NORTH LANDING — Along North Landing Road, near a large test plot tended for the Virginia Cooperative Extension by Curtis Wolfarth, dozens of local growers joined agriculture officials, as well as seed company representatives, to see how soybeans had grown.
They also traded notes and heard about trends and science from folks from the Tidewater Agricultural Research & Extension Center in Suffolk. Topics during the Southeast Virginia Soybean Field Day this past month included disease, insects and weeds.
And, toward the end of the morning, growers inspected varieties of soybeans planted in two maturity groups. The different types and brands were planted on May 26.
“We wanted to plant everybody’s seeds, treat them the same, and let the ironman win,” Wolfarth, 54, said, adding that the seeds had only basic fertilizer and farming practices to see what they would yield.“They had no love on them, I can tell you that.”
There were more than 50 varieties.
The field day was introduced by Watson Lawrence, senior agriculture extension agent in Chesapeake, and Roy Flanagan, agriculture extension agent in Virginia Beach. [So readers are aware – John Doucette, editor of The Independent News and author of this story, is Flanagan’s brother-in-law.]
The goal was to bring growers together with specialists to trade notes, and for the growers to have a chance to ask questions. Lawrence said information might help local growers increase yields. For example, Dr. Hillary Mehl, assistant professor of plant pathology at the Suffolk center, discussed diseases that can attack soybean plants.
When treatments are applied can mean a lot of things to farmers, from expense of a fungicide to whether or not a treatment catches potential disease in time.

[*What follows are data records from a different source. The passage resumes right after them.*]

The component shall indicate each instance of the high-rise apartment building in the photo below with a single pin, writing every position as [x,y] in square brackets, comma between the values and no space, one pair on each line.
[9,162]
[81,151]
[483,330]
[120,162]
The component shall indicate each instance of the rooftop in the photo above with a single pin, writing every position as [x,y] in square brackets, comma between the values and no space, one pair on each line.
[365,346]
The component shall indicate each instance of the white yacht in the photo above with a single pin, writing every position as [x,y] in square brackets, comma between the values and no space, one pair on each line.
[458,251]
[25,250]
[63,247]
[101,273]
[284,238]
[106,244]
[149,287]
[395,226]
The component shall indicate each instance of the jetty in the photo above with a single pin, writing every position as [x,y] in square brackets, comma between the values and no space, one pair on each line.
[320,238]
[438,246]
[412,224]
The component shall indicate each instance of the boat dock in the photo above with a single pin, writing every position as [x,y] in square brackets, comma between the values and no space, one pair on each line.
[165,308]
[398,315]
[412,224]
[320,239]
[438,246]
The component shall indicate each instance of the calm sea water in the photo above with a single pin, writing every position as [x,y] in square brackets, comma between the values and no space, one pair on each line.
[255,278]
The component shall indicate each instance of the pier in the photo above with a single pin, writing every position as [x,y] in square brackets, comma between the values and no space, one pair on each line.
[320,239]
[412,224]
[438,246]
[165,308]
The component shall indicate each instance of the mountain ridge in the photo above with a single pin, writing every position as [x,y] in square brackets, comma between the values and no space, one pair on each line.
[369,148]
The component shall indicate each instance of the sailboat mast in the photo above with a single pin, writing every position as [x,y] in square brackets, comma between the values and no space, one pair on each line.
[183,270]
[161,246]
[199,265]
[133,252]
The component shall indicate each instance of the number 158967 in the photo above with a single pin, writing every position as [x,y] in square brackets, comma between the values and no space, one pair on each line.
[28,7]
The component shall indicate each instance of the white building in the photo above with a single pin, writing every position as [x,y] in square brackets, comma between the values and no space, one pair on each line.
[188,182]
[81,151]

Mehl said they working to develop a way to provide an advisory system that would help growers time what they apply to crops.
Later in the day, farmer Robert White, Jr., 62, of Pungo said it was good to have the extension involvement in the tests plots, especially for documentation. The exchange let people hear about practices and techniques.
He was there, he said, with his “mind wide open and hopeful to learn something.”